I think I'm about to forgive Porsche for giving its Panamera sedan an awkward hunchback. Just look at these interior photos: no less than stunning. I imagine that sitting coddled in all that leather, enjoying huge rear seat comfort (CEO Wendelin Wiedeking insisted that his 6'4" frame fit comfortably front and rear), and blasting down the autobahn with 500 turbocharged hp goes a long way towards alleviating qualms about the humpty-dumpty rear. While the controversial exterior styling has some Porsche aficionados up in arms, the interior seems, at first blush, a resounding success at merging supersedan luxury with Porsche panache.
Take a look at the cockpit. Not only is it lined with Italian-grade leather, beautiful stitching, and Lexus-like surfaces and details, but it retains appropriate doses of Porsche; namely, a prominent center-mounted tachometer, the nifty sport-chrono gauge nestled mid-dash, steering wheel-mounted paddle shifters for the PDK 7-speed, and two elegant rows of buttons flanking the sturdy, purposeful-looking gear selector. Porsche has moved lightyears past its generic interiors of only a decade ago.

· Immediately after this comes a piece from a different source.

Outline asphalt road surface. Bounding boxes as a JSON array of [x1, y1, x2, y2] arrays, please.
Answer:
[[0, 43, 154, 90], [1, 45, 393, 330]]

Then we move to the rear compartment, whose comfy dimensions are directly responsible for the car's bulbous backend. Or are they? The back of the Panamera doesn't look much more (if any) commodious than, say, the new Jag XF, a car whose profile has been earning accolades from the likes of design maven Robert Cumberford of Automobile Magazine. Shrunken, slinking rear ends don't seem to impress when tacked onto luxury sedans; the Infiniti J30 and early 80s Cadillac Seville bustleback come quickly to mind. Was Porsche wise to insist on sticking with its iconic downswept rear (a la 911) for its new GT sedan, or should it have pursued a clean-sheet strategy instead?